John Feeney devenu Ford est d'origine irlandaise tout comme Maureen O'Hara. John Wayne apporte sa contribution financière à l'aventure en renonçant à son habitude d'une rémunération fixe augmentée d'un pourcentage sur les recettes. Il se contente d'un cachet fixe pour que ce film en rupture, tant par le thème que par la manière de faire très rodée du réalisateur, se fasse. Maureen O'Hara accepte elle également de baisser ses exigences. Walsh, Ford, O'hara, d'un côté. John Wayne et Victor McLaglen qui étaient dans tant de westerns réalisés par Ford d'autre part. L'Homme tranquille pouvait se faire car toutes les conditions étaient réunies.

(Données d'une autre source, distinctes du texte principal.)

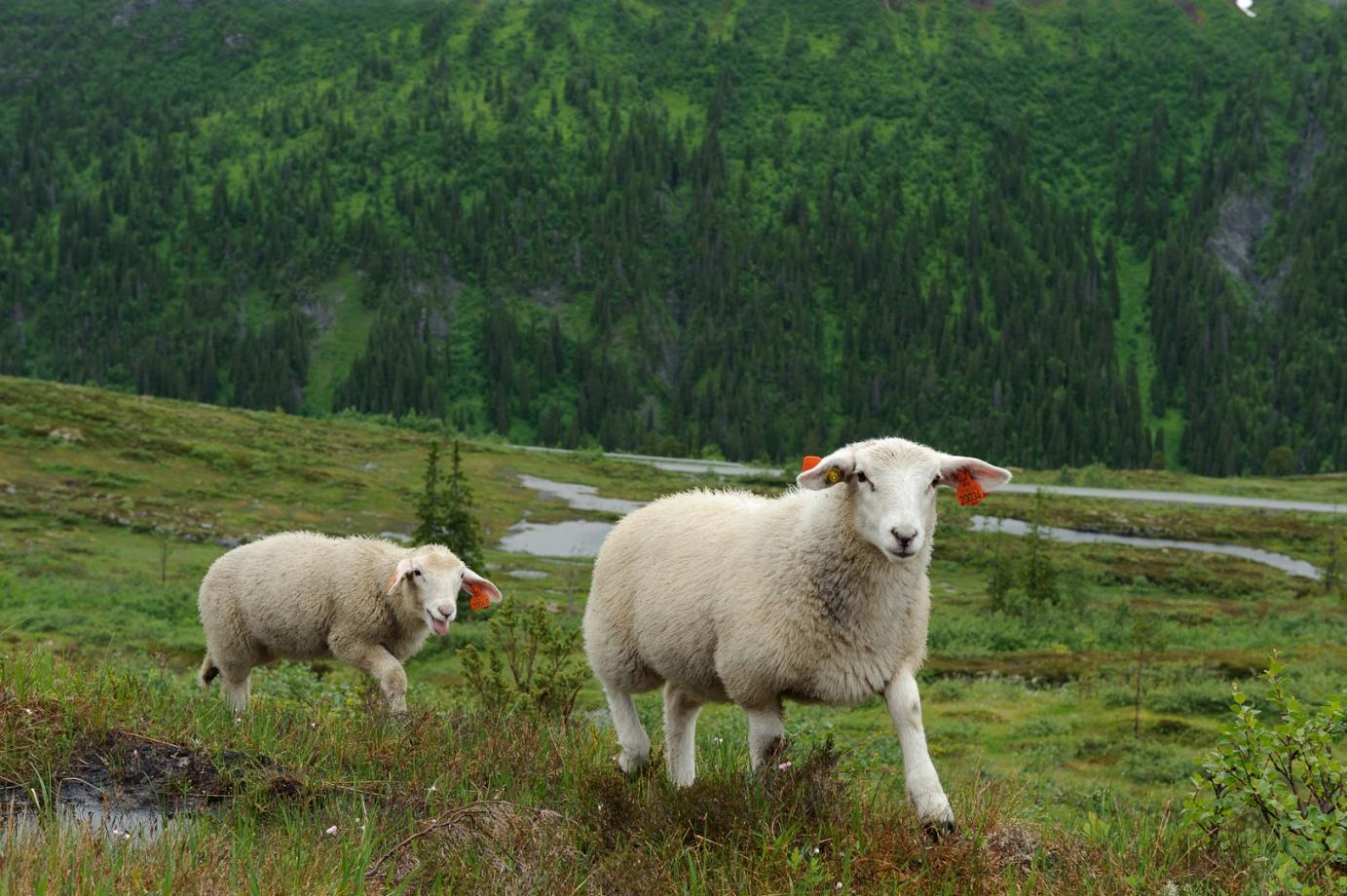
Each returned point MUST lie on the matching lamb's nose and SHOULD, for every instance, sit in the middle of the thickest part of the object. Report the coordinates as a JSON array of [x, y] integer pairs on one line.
[[906, 538]]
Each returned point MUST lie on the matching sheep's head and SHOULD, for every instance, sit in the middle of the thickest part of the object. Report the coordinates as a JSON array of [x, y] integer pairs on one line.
[[428, 583], [889, 487]]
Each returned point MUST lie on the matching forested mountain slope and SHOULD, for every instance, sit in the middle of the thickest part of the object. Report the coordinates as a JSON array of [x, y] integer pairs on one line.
[[1040, 232]]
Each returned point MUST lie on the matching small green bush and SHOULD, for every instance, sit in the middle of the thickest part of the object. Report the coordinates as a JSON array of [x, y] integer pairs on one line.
[[1287, 777], [531, 663]]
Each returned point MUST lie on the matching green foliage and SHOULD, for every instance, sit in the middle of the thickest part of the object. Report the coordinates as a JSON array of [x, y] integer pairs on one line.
[[1029, 587], [461, 530], [679, 229], [532, 663], [1281, 461], [1286, 776], [1148, 638], [430, 508], [445, 515]]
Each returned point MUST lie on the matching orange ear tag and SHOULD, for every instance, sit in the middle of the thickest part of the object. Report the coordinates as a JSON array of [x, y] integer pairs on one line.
[[970, 491]]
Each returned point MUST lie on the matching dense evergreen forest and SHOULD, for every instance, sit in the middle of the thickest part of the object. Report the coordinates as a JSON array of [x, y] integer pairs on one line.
[[1059, 234]]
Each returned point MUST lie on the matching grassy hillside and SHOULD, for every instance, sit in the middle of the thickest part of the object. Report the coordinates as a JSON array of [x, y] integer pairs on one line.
[[112, 506], [695, 227]]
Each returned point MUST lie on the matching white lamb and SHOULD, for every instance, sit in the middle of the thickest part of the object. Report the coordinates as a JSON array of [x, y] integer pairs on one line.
[[816, 596], [306, 596]]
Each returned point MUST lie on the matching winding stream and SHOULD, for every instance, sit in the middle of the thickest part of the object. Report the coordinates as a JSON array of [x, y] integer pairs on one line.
[[1076, 537], [582, 538]]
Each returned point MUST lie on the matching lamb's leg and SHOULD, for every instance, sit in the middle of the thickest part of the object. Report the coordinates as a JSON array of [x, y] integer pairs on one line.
[[630, 736], [681, 712], [766, 731], [236, 684], [383, 666], [923, 783]]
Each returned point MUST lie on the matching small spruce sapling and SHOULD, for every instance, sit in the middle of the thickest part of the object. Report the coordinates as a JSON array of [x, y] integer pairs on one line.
[[1148, 639], [445, 515]]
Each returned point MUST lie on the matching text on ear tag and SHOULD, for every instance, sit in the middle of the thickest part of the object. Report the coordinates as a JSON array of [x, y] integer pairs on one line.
[[970, 491]]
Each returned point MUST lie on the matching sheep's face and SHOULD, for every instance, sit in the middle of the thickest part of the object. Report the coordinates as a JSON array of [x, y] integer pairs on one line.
[[428, 583], [890, 488]]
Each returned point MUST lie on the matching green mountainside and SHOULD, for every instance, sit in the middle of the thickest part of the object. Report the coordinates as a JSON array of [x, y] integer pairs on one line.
[[1041, 232]]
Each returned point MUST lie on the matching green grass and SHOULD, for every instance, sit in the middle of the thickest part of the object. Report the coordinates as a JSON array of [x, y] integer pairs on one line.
[[340, 344], [104, 540]]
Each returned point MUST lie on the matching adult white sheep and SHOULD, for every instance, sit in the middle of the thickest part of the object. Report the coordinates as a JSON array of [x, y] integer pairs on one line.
[[815, 596], [306, 596]]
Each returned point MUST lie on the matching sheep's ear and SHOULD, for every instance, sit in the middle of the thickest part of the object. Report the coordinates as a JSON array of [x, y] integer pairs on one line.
[[829, 470], [484, 593], [404, 569], [971, 477]]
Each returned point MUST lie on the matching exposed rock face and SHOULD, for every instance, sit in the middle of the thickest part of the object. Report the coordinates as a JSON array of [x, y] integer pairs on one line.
[[1244, 220]]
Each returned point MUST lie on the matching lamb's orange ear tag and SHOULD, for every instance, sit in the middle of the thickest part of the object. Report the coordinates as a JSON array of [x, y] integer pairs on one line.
[[970, 491]]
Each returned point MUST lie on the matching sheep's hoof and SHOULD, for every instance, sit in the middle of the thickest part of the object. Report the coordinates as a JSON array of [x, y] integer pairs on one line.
[[939, 829], [630, 765]]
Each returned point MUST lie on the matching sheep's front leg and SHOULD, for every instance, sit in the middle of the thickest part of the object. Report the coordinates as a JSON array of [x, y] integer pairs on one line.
[[383, 666], [681, 712], [923, 783]]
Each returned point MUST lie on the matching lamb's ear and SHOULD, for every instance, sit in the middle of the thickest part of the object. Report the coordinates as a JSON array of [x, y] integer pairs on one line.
[[484, 593], [988, 477], [830, 470], [404, 569]]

L' Homme tranquille est un retour aux sources pour le réalisateur, pour la comédienne principale et pour nombre de techniciens d'origine irlandaise, il est une déclaration d'amour quelque peu taquine à l'Irlande. L'histoire raconte en filigrane de quel bois se chaufferaient ces fiers insulaires qui dissimuleraient sous des apparences paisibles et pacifiques qu'il ne faudrait pas trop leur chercher querelle. Un vrai irlandais ? C'est un irlandais qui sait vivre, qui aime avec fougue et passion et qui n'a pas froid aux yeux.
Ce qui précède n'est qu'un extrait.